Step 4: Add Greens & Lemon
Stir in chopped kale or spinach and lemon juice during the last 10-15 minutes of cooking. Cook just until the greens wilt.
Step 5: Garnish and Serve
Ladle soup into bowls and top with fresh parsley. Taste and adjust seasoning as needed.
Notes
- If your soup seems too thick, add extra broth or water until desired consistency is reached.
- For added richness, stir in a splash of olive oil before serving.
- You can prep veggies in advance to make morning assembly a breeze.
Variations
- Spicy Kick: Add ½ teaspoon of crushed red pepper flakes or a diced jalapeño.
- Hearty Version: Stir in a peeled diced potato or cubed butternut squash with the initial ingredients.
- Protein Boost: Add 1 cup cooked, shredded chicken or tofu in the last hour of cooking.
Required Equipment
- Large slow cooker (at least 6 quart capacity)
- Chef's knife and cutting board
- Measuring cups and spoons
- Ladle for serving
Storage Instructions
Allow soup to cool completely. Store in airtight containers in the refrigerator for up to 5 days. For longer storage, freeze in individual portions for up to 3 months. Thaw overnight in the fridge and reheat gently on the stovetop or microwave, adding extra broth as needed.

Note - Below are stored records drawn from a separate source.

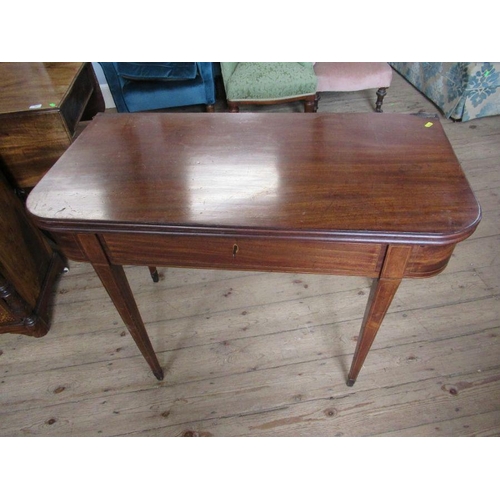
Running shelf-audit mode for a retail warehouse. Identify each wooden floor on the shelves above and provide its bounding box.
[0,68,500,436]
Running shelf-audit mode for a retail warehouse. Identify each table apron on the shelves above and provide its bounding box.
[100,233,387,278]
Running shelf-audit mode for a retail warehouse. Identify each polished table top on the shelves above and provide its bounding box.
[27,113,481,386]
[27,113,480,244]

Suggested Pairings & Serving Recommendations
- Serve with crusty whole-grain bread for dipping.
- Add a fresh green salad for a light, balanced meal.

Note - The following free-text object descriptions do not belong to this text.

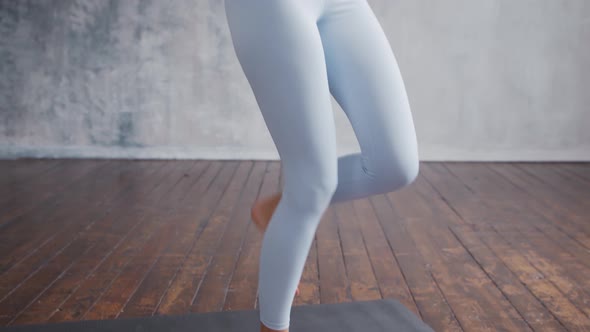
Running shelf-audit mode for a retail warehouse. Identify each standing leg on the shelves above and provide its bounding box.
[225,0,338,330]
[318,0,419,202]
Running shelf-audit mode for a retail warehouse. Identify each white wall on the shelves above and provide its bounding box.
[0,0,590,160]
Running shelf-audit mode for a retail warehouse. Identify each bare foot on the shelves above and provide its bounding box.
[260,322,289,332]
[250,192,300,295]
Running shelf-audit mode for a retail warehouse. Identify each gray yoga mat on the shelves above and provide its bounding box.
[0,300,433,332]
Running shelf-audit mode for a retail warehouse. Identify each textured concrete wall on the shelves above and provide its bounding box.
[0,0,590,160]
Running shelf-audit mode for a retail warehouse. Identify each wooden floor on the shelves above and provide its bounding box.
[0,160,590,331]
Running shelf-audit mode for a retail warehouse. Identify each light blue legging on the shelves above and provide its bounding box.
[225,0,419,330]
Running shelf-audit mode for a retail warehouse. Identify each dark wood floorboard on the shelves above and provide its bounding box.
[0,159,590,331]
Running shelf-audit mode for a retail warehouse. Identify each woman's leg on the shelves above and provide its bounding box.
[318,0,419,203]
[225,0,338,330]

- Top with a dollop of plain Greek yogurt or vegan sour cream for creaminess.
Pro Tips
- Rinse lentils well before cooking to remove any debris and ensure a clean flavor.

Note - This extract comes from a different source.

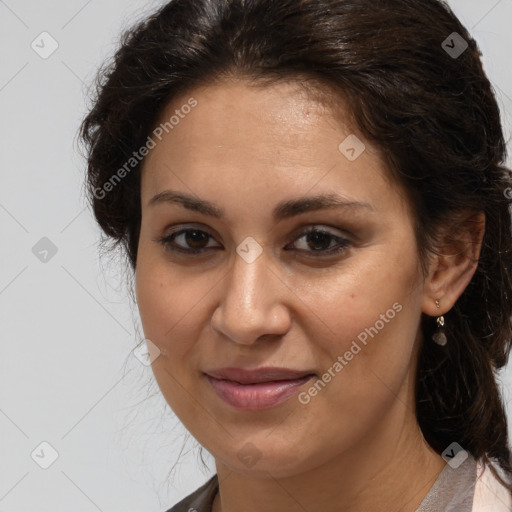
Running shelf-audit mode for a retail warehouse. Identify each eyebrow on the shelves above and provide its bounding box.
[148,190,374,222]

- Let the soup sit 10-15 minutes before serving for flavors to meld and thicken.
- Add lemon juice after slow cooking—never before—to keep the greens vibrant and fresh-tasting.
FAQ
1. Can I use brown or red lentils instead of green?
Yes! Brown lentils work well (same cook time); red lentils will make the soup softer and cook faster (reduce cook time by 1 hour).
2. Is this soup gluten-free?
Absolutely, this recipe is naturally gluten-free—just make sure your vegetable broth is certified gluten-free if needed.
3. Can I cook this on the stovetop instead of a crockpot?
Yes! Simmer on the stovetop in a big soup pot for 35-40 minutes, covered and stirring occasionally, until lentils and veggies are tender.
Prep Time:
15 minutes
Cook Time:
7-8 hours (LOW) or 4-5 hours (HIGH)
Total Time:
7-8 hours 15 minutes (on LOW)
Ingredients
- 1 cup dried green lentils, rinsed
- 4 cups low-sodium vegetable broth
- 2 medium carrots, diced
- 2 celery stalks, sliced
- 1 small onion, chopped
- 2 cups chopped kale or spinach
- 1 zucchini, diced
- 2 cloves garlic, minced
- 1 teaspoon ground turmeric
- 1 teaspoon ground cumin
- ½ teaspoon sea salt
- ¼ teaspoon black pepper
- 1 (14 oz) can diced tomatoes with juices
- 2 tablespoons fresh lemon juice
Instructions
-
1Add the rinsed lentils, vegetable broth, carrots, celery, onion, zucchini, garlic, diced tomatoes with juices, turmeric, cumin, salt, and black pepper to the crockpot.
-
2Stir well to combine all ingredients. Cover the crockpot with the lid.
-
3Cook on low heat for 6 hours, or until the lentils and vegetables are tender.
-
4About 20 minutes before serving, stir in chopped kale or spinach and cook until wilted.
-
5Stir in the fresh lemon juice before serving. Taste and adjust seasoning as needed.
-
6Ladle the soup into bowls and serve warm. Enjoy!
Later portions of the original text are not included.